El joven Walter idealizaba a su hermano Robert y pasaba el mayor tiempo posible en su compañía. Walter era un gran muchacho… Siempre me pareció una pálida sombra de Essex. Le quería, pero lo que sentía por cualquiera de mis hijos no podía aproximarse a la intensidad de lo que sentía por Essex.

Aquellos eran días felices, cuando podía reunir a mi familia y sentarme alrededor del fuego y hablar todos. En muchos sentidos, me recompensaban de no poder vivir en la Corte y de la compañía de mi marido, que estaba casi siempre allí.

El que disfrutase tanto con mis hijos, hacía que no desease los inconvenientes de dar a luz de nuevo. Admito que era ya demasiado vieja. El parto habría sido para mí una prueba y no hubiese salido ilesa de él.

Recordaba cómo había deseado en tiempos lejanos un hijo de Robert. El destino nos había dado a nuestro angelito, a nuestro Noble Impecable; pero con él nos había causado mucha ansiedad y mucha aflicción. Jamás olvidaría su muerte, ni aquellas noches que pasé al pie de su lecho después de los ataques. Y ahora había muerto; pero, a la vez que me afligía profundamente, su pérdida me liberaba de una gran angustia.

Me compensaba saber que mi hijito querido no sufriría más. A veces, me preguntaba si su muerte habría sido un castigo a mis pecados. Y me preguntaba si Leicester no sentiría lo mismo.

No, no quería más hijos, y esto podría ser indicio de que mi amor por Robert decrecía.

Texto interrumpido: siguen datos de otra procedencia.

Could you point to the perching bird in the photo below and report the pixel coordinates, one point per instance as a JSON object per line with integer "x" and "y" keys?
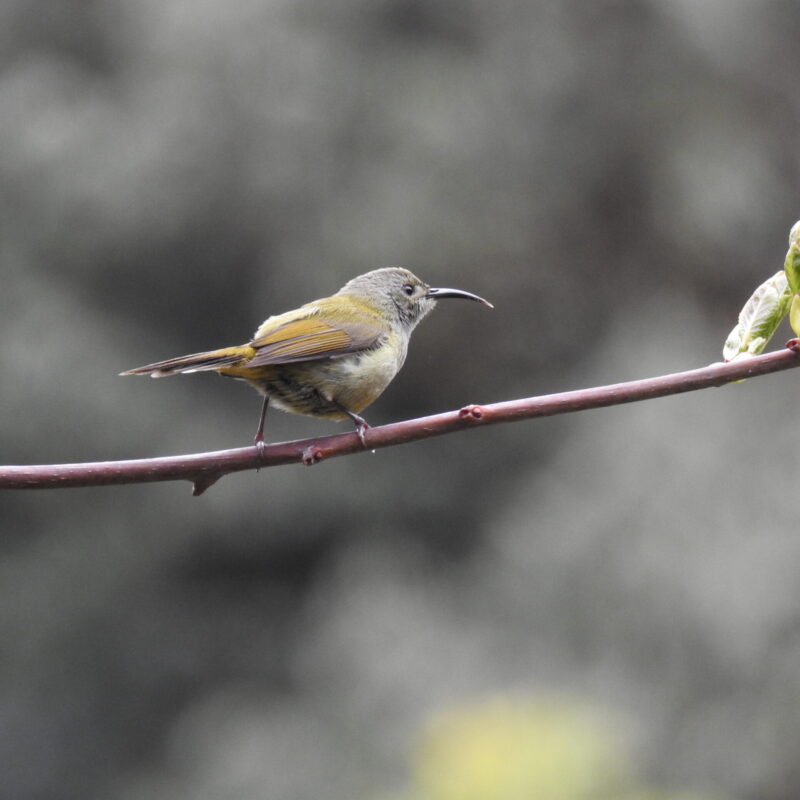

Cuando estaba en Leicester House, que era donde más me gustaba estar por su proximidad a la Corte (tan cerca y sin embargo tan lejos para los excluidos de ella), veía más a Roberta porque le resultaba más fácil escaparse por breves períodos. Pero no podíamos estar juntos más que unos pocos días, porque enseguida llegaba el mensajero de la Reina exigiendo su vuelta a la Corte.

En una ocasión llegó muy preocupado. Después de sus declaraciones de eterna fidelidad a mí y de que consumamos nuestra pasión, que me pareció intentaba alimentar con la avidez que ambos habíamos conocido en nuestros encuentros secretos, me di cuenta de por qué había venido a mí aquel día.

La causa era un hombre llamado Walter Raleigh, que estaba creando grandes inquietudes.

Yo había oído hablar de él, por supuesto. Su nombre estaba en boca de todos. Penélope le había conocido y me dijo que era muy apuesto y que poseía un gran encanto; la Reina le había introducido enseguida en su círculo íntimo. Se había hecho famoso, según se decía, un lluvioso día en que la Reina regresaba a palacio a pie y se detuvo ante una zona embarrada que tenía que cruzar. Raleigh se quitó entonces su maravillosa capa y la extendió sobre el barro para que ella pudiese pasar. Me imaginé la escena: el gesto gentil, la lujosa capa, el resplandor de aquellos ojos tostados al ver los bellos rasgos del apuesto joven; el cálculo que debía brillar en los del aventurero que contaba sin duda por bien perdido el costo de una capa lujosa ante los beneficios que pudiese obtener.